Winner of “The 10th LVMH young artists” prestigious award, Thomsen (born 1973, Reykjavik) makes us aware of an apparent paradox of contemporary photography, this is the rejection of traditional photographic paper as a document and its transition towards the photograph as mise-en-scène, the natural versus the artificial. This paradox coexists in his work in a truly surprising and free-flowing manner.
The reference to the “Icelandic Series” by Olafur Eliasson the Dane is almost inevitable, nevertheless, Thomsen’s approach to his own country is absolutely original, giving it an apparently icy poetry which, on the contrary, talks to us with passion for a land with open scars, wounded by machines, intruding on a natural setting of earthly and volcanic purity that is sublime and religious, sacred and unviolated… until now.

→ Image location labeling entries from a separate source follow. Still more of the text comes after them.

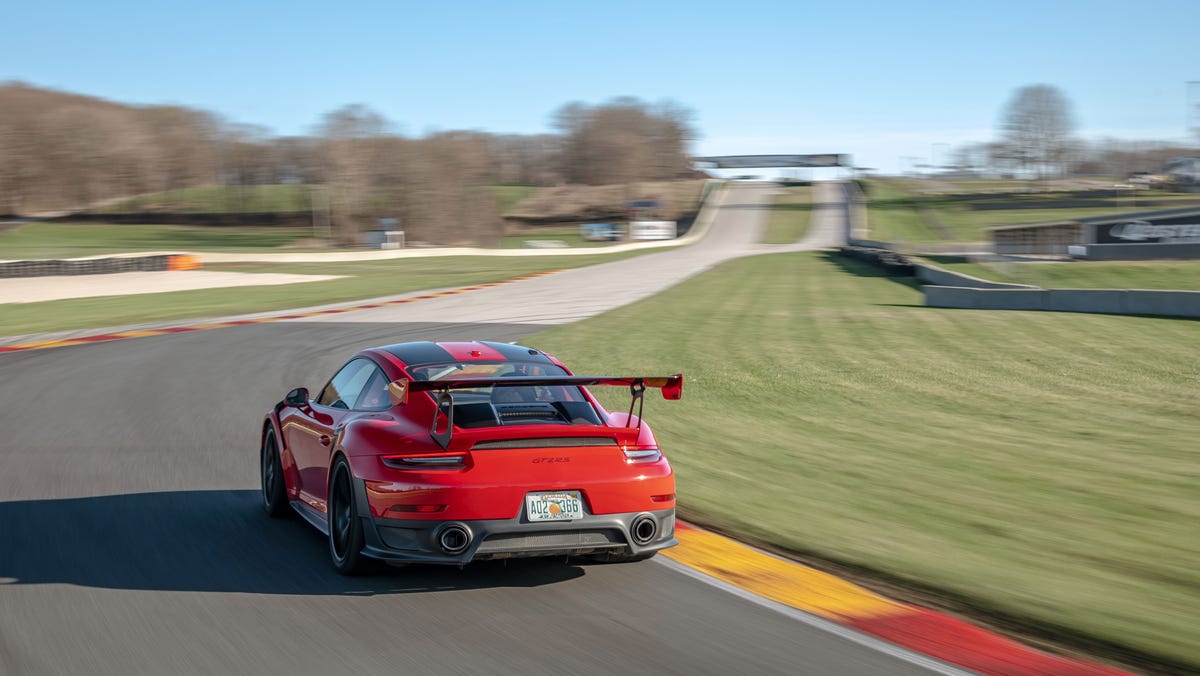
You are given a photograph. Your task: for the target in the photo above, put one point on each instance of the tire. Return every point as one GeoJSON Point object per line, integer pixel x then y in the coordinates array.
{"type": "Point", "coordinates": [345, 525]}
{"type": "Point", "coordinates": [275, 494]}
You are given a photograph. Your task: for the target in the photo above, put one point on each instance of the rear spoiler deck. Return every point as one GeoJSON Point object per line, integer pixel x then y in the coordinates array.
{"type": "Point", "coordinates": [399, 390]}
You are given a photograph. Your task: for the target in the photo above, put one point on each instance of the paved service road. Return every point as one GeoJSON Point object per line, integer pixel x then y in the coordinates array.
{"type": "Point", "coordinates": [132, 540]}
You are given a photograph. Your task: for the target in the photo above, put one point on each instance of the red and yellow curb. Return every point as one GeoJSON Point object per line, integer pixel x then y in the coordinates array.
{"type": "Point", "coordinates": [826, 596]}
{"type": "Point", "coordinates": [144, 333]}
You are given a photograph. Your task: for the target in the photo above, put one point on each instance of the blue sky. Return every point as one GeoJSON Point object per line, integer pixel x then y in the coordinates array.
{"type": "Point", "coordinates": [879, 81]}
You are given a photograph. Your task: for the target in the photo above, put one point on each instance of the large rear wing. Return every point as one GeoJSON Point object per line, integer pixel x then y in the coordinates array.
{"type": "Point", "coordinates": [399, 390]}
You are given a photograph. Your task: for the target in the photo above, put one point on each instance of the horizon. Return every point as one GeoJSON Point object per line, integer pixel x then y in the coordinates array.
{"type": "Point", "coordinates": [892, 87]}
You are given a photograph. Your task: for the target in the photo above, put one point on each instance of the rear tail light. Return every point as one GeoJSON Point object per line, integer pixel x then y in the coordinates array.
{"type": "Point", "coordinates": [642, 454]}
{"type": "Point", "coordinates": [439, 461]}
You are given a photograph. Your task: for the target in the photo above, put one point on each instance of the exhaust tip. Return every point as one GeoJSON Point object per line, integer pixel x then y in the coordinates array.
{"type": "Point", "coordinates": [643, 528]}
{"type": "Point", "coordinates": [454, 539]}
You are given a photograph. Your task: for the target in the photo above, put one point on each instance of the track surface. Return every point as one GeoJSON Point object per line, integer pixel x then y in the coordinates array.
{"type": "Point", "coordinates": [131, 538]}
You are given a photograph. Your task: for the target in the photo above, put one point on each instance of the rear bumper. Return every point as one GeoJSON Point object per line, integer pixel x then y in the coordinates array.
{"type": "Point", "coordinates": [418, 540]}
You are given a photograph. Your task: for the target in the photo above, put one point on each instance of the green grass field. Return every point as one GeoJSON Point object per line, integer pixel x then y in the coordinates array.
{"type": "Point", "coordinates": [73, 240]}
{"type": "Point", "coordinates": [1182, 275]}
{"type": "Point", "coordinates": [898, 215]}
{"type": "Point", "coordinates": [1035, 466]}
{"type": "Point", "coordinates": [225, 199]}
{"type": "Point", "coordinates": [790, 216]}
{"type": "Point", "coordinates": [363, 280]}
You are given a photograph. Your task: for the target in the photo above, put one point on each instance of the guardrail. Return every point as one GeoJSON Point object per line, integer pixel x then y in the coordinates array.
{"type": "Point", "coordinates": [1096, 300]}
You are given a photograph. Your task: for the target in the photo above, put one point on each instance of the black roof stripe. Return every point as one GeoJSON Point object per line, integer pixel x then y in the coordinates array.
{"type": "Point", "coordinates": [516, 352]}
{"type": "Point", "coordinates": [415, 353]}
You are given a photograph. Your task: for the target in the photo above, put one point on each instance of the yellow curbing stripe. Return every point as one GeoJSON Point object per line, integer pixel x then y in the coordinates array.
{"type": "Point", "coordinates": [282, 316]}
{"type": "Point", "coordinates": [783, 581]}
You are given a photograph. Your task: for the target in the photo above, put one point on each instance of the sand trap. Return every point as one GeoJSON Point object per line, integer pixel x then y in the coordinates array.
{"type": "Point", "coordinates": [36, 289]}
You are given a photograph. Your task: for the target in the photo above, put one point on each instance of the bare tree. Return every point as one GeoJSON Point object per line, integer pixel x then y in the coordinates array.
{"type": "Point", "coordinates": [1037, 126]}
{"type": "Point", "coordinates": [623, 141]}
{"type": "Point", "coordinates": [349, 135]}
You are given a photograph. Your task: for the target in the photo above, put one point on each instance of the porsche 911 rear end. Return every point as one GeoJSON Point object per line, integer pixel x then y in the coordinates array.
{"type": "Point", "coordinates": [522, 467]}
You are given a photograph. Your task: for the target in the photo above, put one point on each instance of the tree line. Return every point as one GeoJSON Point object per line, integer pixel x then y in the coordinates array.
{"type": "Point", "coordinates": [69, 151]}
{"type": "Point", "coordinates": [1037, 139]}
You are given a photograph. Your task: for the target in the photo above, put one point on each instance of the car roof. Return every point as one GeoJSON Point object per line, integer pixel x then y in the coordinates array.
{"type": "Point", "coordinates": [429, 352]}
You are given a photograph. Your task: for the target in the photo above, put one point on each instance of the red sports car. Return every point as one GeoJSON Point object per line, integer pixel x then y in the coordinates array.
{"type": "Point", "coordinates": [460, 452]}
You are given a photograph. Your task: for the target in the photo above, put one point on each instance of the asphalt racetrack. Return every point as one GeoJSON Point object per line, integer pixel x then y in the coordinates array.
{"type": "Point", "coordinates": [132, 539]}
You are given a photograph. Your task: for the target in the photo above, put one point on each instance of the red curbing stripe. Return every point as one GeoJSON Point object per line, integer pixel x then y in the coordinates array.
{"type": "Point", "coordinates": [972, 647]}
{"type": "Point", "coordinates": [107, 338]}
{"type": "Point", "coordinates": [922, 630]}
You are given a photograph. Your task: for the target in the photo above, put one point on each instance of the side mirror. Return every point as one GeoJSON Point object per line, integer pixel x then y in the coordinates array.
{"type": "Point", "coordinates": [397, 392]}
{"type": "Point", "coordinates": [298, 396]}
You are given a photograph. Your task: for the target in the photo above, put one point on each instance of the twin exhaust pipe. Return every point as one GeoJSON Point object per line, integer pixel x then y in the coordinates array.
{"type": "Point", "coordinates": [455, 538]}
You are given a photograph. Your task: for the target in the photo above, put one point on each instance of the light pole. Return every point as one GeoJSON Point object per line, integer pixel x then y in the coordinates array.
{"type": "Point", "coordinates": [1192, 118]}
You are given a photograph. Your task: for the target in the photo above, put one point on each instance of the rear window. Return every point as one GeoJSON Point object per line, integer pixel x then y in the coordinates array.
{"type": "Point", "coordinates": [510, 405]}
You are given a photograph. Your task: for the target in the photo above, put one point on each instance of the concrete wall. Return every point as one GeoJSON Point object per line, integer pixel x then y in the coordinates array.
{"type": "Point", "coordinates": [1108, 301]}
{"type": "Point", "coordinates": [1141, 251]}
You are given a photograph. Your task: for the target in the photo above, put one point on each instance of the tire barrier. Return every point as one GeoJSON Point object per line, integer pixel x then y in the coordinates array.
{"type": "Point", "coordinates": [892, 263]}
{"type": "Point", "coordinates": [48, 268]}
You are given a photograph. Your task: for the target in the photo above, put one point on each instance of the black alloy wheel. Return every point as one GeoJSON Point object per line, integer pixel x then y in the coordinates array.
{"type": "Point", "coordinates": [275, 498]}
{"type": "Point", "coordinates": [345, 526]}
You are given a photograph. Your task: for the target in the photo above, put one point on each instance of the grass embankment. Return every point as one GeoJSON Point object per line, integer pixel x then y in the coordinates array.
{"type": "Point", "coordinates": [73, 240]}
{"type": "Point", "coordinates": [1183, 275]}
{"type": "Point", "coordinates": [1036, 466]}
{"type": "Point", "coordinates": [790, 215]}
{"type": "Point", "coordinates": [900, 215]}
{"type": "Point", "coordinates": [363, 280]}
{"type": "Point", "coordinates": [225, 199]}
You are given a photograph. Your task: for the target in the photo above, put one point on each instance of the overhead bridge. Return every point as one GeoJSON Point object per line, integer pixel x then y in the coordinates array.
{"type": "Point", "coordinates": [767, 161]}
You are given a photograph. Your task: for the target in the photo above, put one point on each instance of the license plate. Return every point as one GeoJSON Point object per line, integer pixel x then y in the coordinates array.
{"type": "Point", "coordinates": [561, 506]}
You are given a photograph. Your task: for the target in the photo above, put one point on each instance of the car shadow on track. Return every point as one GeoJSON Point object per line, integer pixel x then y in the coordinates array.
{"type": "Point", "coordinates": [217, 540]}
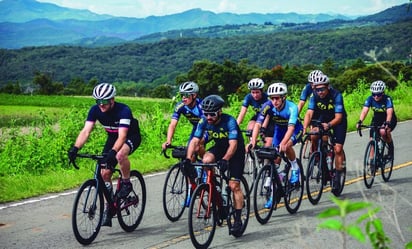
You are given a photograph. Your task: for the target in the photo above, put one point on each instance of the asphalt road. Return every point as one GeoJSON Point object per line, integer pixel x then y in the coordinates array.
{"type": "Point", "coordinates": [45, 222]}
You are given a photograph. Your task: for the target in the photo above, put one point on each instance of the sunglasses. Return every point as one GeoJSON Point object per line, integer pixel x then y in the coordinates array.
{"type": "Point", "coordinates": [102, 101]}
{"type": "Point", "coordinates": [275, 98]}
{"type": "Point", "coordinates": [211, 114]}
{"type": "Point", "coordinates": [320, 89]}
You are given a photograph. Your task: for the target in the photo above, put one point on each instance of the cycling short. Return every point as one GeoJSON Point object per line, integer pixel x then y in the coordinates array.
{"type": "Point", "coordinates": [281, 131]}
{"type": "Point", "coordinates": [236, 163]}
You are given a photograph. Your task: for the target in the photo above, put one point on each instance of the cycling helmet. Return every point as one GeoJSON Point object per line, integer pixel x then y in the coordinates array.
{"type": "Point", "coordinates": [212, 103]}
{"type": "Point", "coordinates": [256, 84]}
{"type": "Point", "coordinates": [277, 89]}
{"type": "Point", "coordinates": [189, 87]}
{"type": "Point", "coordinates": [104, 91]}
{"type": "Point", "coordinates": [378, 86]}
{"type": "Point", "coordinates": [312, 75]}
{"type": "Point", "coordinates": [321, 79]}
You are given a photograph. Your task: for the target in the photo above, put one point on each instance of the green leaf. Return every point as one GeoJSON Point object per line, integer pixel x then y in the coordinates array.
{"type": "Point", "coordinates": [356, 233]}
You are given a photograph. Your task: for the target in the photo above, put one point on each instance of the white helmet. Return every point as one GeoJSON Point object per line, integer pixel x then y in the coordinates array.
{"type": "Point", "coordinates": [321, 79]}
{"type": "Point", "coordinates": [104, 91]}
{"type": "Point", "coordinates": [277, 89]}
{"type": "Point", "coordinates": [378, 86]}
{"type": "Point", "coordinates": [312, 75]}
{"type": "Point", "coordinates": [256, 84]}
{"type": "Point", "coordinates": [189, 87]}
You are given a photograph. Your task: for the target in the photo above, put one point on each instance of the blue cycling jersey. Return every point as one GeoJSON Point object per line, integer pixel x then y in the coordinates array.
{"type": "Point", "coordinates": [379, 107]}
{"type": "Point", "coordinates": [328, 106]}
{"type": "Point", "coordinates": [256, 105]}
{"type": "Point", "coordinates": [192, 114]}
{"type": "Point", "coordinates": [285, 117]}
{"type": "Point", "coordinates": [306, 92]}
{"type": "Point", "coordinates": [120, 116]}
{"type": "Point", "coordinates": [227, 129]}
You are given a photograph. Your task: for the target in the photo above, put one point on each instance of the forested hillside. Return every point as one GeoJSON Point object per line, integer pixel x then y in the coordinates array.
{"type": "Point", "coordinates": [159, 63]}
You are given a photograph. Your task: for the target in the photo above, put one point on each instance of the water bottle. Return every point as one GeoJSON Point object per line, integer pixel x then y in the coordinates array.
{"type": "Point", "coordinates": [329, 160]}
{"type": "Point", "coordinates": [109, 188]}
{"type": "Point", "coordinates": [225, 196]}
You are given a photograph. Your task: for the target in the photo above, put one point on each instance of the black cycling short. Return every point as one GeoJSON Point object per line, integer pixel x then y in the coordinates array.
{"type": "Point", "coordinates": [236, 163]}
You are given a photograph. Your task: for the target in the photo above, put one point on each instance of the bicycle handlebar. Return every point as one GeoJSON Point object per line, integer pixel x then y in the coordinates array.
{"type": "Point", "coordinates": [169, 146]}
{"type": "Point", "coordinates": [91, 156]}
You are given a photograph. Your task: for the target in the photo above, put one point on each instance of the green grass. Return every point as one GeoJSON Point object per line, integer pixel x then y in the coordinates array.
{"type": "Point", "coordinates": [36, 163]}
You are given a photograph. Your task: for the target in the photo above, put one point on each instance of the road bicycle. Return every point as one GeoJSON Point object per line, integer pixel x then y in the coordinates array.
{"type": "Point", "coordinates": [89, 203]}
{"type": "Point", "coordinates": [273, 183]}
{"type": "Point", "coordinates": [176, 189]}
{"type": "Point", "coordinates": [320, 168]}
{"type": "Point", "coordinates": [212, 203]}
{"type": "Point", "coordinates": [376, 156]}
{"type": "Point", "coordinates": [252, 163]}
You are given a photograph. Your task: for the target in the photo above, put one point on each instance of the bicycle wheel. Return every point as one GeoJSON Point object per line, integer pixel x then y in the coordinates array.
{"type": "Point", "coordinates": [314, 182]}
{"type": "Point", "coordinates": [264, 193]}
{"type": "Point", "coordinates": [130, 209]}
{"type": "Point", "coordinates": [342, 178]}
{"type": "Point", "coordinates": [87, 212]}
{"type": "Point", "coordinates": [294, 192]}
{"type": "Point", "coordinates": [175, 191]}
{"type": "Point", "coordinates": [245, 210]}
{"type": "Point", "coordinates": [250, 170]}
{"type": "Point", "coordinates": [387, 163]}
{"type": "Point", "coordinates": [202, 217]}
{"type": "Point", "coordinates": [305, 151]}
{"type": "Point", "coordinates": [369, 164]}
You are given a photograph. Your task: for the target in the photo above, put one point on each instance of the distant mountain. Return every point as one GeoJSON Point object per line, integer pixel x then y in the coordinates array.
{"type": "Point", "coordinates": [31, 23]}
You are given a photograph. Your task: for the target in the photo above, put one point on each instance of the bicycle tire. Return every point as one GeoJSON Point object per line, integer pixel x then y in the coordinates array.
{"type": "Point", "coordinates": [314, 178]}
{"type": "Point", "coordinates": [305, 151]}
{"type": "Point", "coordinates": [130, 210]}
{"type": "Point", "coordinates": [386, 163]}
{"type": "Point", "coordinates": [245, 210]}
{"type": "Point", "coordinates": [369, 170]}
{"type": "Point", "coordinates": [262, 194]}
{"type": "Point", "coordinates": [294, 193]}
{"type": "Point", "coordinates": [202, 217]}
{"type": "Point", "coordinates": [87, 217]}
{"type": "Point", "coordinates": [342, 177]}
{"type": "Point", "coordinates": [175, 191]}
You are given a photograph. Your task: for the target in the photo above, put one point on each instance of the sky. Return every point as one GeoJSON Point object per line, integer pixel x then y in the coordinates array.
{"type": "Point", "coordinates": [145, 8]}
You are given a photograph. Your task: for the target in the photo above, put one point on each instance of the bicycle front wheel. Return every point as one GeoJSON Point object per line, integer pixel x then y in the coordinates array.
{"type": "Point", "coordinates": [305, 151]}
{"type": "Point", "coordinates": [264, 198]}
{"type": "Point", "coordinates": [314, 181]}
{"type": "Point", "coordinates": [87, 212]}
{"type": "Point", "coordinates": [245, 209]}
{"type": "Point", "coordinates": [130, 209]}
{"type": "Point", "coordinates": [202, 217]}
{"type": "Point", "coordinates": [175, 191]}
{"type": "Point", "coordinates": [294, 192]}
{"type": "Point", "coordinates": [387, 164]}
{"type": "Point", "coordinates": [369, 164]}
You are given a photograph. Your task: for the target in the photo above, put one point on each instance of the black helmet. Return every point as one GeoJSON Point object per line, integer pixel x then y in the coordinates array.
{"type": "Point", "coordinates": [212, 103]}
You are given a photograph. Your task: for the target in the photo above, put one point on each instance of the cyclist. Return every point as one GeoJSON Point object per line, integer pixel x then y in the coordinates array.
{"type": "Point", "coordinates": [228, 150]}
{"type": "Point", "coordinates": [123, 138]}
{"type": "Point", "coordinates": [327, 102]}
{"type": "Point", "coordinates": [383, 113]}
{"type": "Point", "coordinates": [256, 98]}
{"type": "Point", "coordinates": [287, 130]}
{"type": "Point", "coordinates": [307, 91]}
{"type": "Point", "coordinates": [189, 107]}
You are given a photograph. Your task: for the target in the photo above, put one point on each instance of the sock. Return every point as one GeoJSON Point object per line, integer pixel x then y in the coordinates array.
{"type": "Point", "coordinates": [295, 165]}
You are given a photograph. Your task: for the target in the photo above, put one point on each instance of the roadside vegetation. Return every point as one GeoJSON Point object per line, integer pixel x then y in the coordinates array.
{"type": "Point", "coordinates": [39, 130]}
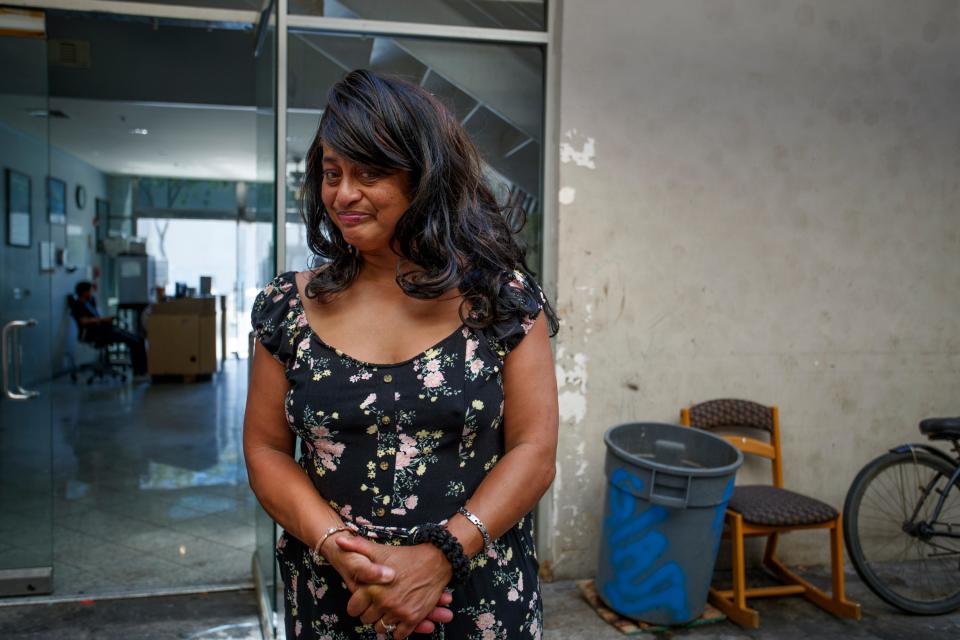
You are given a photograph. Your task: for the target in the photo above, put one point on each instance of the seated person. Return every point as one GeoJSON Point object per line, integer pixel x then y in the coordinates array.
{"type": "Point", "coordinates": [97, 328]}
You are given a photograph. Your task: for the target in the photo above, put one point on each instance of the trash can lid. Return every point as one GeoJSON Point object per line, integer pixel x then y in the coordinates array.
{"type": "Point", "coordinates": [673, 448]}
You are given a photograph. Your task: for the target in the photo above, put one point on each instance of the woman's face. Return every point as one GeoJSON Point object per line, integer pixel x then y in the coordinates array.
{"type": "Point", "coordinates": [364, 203]}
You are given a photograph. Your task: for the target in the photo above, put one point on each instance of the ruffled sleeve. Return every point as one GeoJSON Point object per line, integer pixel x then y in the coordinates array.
{"type": "Point", "coordinates": [275, 317]}
{"type": "Point", "coordinates": [528, 298]}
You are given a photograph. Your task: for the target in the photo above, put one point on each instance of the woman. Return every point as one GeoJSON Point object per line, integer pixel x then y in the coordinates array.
{"type": "Point", "coordinates": [415, 365]}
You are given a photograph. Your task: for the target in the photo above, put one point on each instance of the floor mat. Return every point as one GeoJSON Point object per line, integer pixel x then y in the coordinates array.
{"type": "Point", "coordinates": [633, 627]}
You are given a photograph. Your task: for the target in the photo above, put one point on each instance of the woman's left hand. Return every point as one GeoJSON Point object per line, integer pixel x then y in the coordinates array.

Thomsen has set up his camera to make us the steadfast witnesses to the building of the Kárahnjúkar dam, a multimillion dollar construction project of titanic proportions, constructed for the exclusive use of the largest aluminium manufacturer in the world. The title of the series, “Imported Landscape”, acts as a metaphor for the environmental attacks that we know so well in the rest of Europe, translated with mechanical and shocking precision into the Icelandic landscape which, unfortunately, has nothing to envy of the rest of damaged or intervened landscapes elsewhere. Nevertheless Thomsen takes a step further than just denouncing this fact. The frame, the light, the colour and the material transport us to an “imported planet” on an outward bound journey with no apparent return.